Sports complex expansion takes small step forward


Plans to renovate the Eastern National Sports Center into Thailand’s main venue for disabled athletes took a step forward, albeit a small one, with a city committee recommending spending 13 million of the 3 billion baht Mayor Itthiphol Kunplome originally proposed.

Deputy Mayor Ronakit Ekasingh met Feb. 27 with Surasith Thongjan of the Paralympic Committee of Thailand, Udomchok Churat of the Redemptorist School for People with Disabilities, and Samrit Chaphirom, manager of the Disabled Persons Rights Protection Center.

Even the sign is falling apart at the new stadium.Even the sign is falling apart at the new stadium.

The meeting was called after plans to make improvements to the Soi Chaiyapruek 2 complex were sent to the Pattaya Technical Office. The city council now must act on plans to move forward with the second phase of the center’s development, which would add facilities for the disabled.

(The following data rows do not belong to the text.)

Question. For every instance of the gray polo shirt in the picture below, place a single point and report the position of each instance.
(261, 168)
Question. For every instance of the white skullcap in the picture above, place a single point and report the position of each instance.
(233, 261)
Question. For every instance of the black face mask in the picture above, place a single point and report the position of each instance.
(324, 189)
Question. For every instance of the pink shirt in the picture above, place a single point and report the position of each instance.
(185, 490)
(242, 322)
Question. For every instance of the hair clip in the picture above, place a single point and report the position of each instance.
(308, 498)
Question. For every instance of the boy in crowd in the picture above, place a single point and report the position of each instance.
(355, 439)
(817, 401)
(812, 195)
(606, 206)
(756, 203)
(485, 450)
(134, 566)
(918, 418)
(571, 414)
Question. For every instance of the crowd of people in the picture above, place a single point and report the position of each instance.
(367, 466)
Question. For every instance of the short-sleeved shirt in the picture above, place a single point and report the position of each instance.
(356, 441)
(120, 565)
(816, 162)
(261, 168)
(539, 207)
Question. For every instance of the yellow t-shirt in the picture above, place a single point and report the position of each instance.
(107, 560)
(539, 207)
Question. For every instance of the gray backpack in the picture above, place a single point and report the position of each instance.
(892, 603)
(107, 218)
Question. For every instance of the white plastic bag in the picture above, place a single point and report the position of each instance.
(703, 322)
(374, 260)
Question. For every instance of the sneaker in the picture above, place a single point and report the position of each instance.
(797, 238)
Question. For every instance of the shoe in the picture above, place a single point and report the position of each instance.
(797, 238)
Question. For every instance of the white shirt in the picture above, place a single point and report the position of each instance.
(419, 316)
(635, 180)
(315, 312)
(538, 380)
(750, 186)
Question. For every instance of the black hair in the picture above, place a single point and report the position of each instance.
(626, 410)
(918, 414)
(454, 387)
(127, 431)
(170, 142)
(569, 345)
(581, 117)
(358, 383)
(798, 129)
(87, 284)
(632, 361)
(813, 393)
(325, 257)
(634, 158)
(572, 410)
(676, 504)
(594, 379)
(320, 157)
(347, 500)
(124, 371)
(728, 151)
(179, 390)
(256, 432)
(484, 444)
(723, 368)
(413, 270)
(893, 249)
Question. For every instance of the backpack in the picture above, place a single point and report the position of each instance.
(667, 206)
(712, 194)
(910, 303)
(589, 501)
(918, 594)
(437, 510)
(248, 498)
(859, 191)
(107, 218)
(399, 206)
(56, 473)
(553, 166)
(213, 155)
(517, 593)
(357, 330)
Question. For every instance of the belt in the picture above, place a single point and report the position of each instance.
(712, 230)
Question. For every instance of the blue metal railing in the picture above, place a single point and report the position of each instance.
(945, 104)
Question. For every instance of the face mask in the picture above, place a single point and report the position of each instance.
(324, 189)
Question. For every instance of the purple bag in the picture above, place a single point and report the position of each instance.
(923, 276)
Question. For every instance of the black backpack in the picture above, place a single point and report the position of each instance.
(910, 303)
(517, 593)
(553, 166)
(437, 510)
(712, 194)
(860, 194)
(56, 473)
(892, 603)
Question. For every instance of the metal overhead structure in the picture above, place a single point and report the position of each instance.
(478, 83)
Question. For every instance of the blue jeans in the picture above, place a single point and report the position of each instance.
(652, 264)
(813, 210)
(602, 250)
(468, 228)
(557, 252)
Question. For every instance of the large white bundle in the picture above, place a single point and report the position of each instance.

The project would add two buildings to accommodate competitions and training in 10 sports, including table tennis, wheelchair basketball, volleyball, goal ball, boccia, badminton, wheelchair sword, swimming and shooting. Two residential buildings, one outfitted for the disabled, also are planned.

Itthiphol in September requested 3 billion baht to transform the sports complex into a host site for the Paralympic Committee of Thailand. The committee wants the new facility to offer a swimming pool, care fitness center, training programs, ramps, accessible restrooms and doctors living on the premises.

Funding for the project remains in question, however, as Itthiphol earlier diverted money earmarked for construction of a football field to cut trees, plant flowers and otherwise beautify Pattaya Beach. More than 560 million baht is needed to complete the stadium and budget for completion of the entire athletics compound totals about 800 million.

Construction of the buildings would cost about 13 million baht. The deputy mayor forwarded his recommendation on to the Pattaya City Council, which must approve the plan before any construction begins.